Replying to Spiritual-Reply5896 (#2,252,275)

How many ways are there to implement memory retrieval? Can someone explain the intuition behind it? Thank you in advance!

lucidraisin t1_jcl6ecd wrote on March 17, 2023 at 5:04 PM

#2,254,922

Replying to super_deap (#2,254,777)

no worries, thanks for running the experiments and sharing your results 🙏

BungaBunga6767 t1_jcl6vf9 wrote on March 17, 2023 at 5:07 PM

#2,254,952

Replying to harharveryfunny (#2,253,743)

LongFormer does it but not with FlashAttention

Competitive-Rub-1958 t1_jcl97q0 wrote on March 17, 2023 at 5:22 PM

#2,255,078

Replying to No-Belt7582 (#2,251,853)

> Either autograd is disabled (using torch.inference_mode or torch.no_grad) or no tensor argument requires_grad > training is disabled (using .eval())

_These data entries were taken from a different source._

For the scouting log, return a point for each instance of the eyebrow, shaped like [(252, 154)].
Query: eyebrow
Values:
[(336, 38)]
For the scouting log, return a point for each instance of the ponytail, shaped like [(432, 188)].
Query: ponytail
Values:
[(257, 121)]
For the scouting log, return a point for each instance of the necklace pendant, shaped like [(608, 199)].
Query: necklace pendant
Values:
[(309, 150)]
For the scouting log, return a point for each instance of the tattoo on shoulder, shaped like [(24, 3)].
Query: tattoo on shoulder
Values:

What's the point of FlashAttention if you can't use it during training? 🤔

https://pytorch.org/docs/stable/generated/torch.nn.MultiheadAttention.html

[deleted] t1_jclc4rv wrote on March 17, 2023 at 5:40 PM

#2,255,243

[removed]

fastinguy11 t1_jcle8cn wrote on March 17, 2023 at 5:54 PM

#2,255,378

Replying to Nhabls (#2,252,879)

Gpt4 32 k api when available ?

felheartx t1_jcli6si wrote on March 17, 2023 at 6:19 PM

#2,255,613

Replying to -Rizhiy- (#2,252,720)

You said working with external memory is not as straightforward. Can you explain that?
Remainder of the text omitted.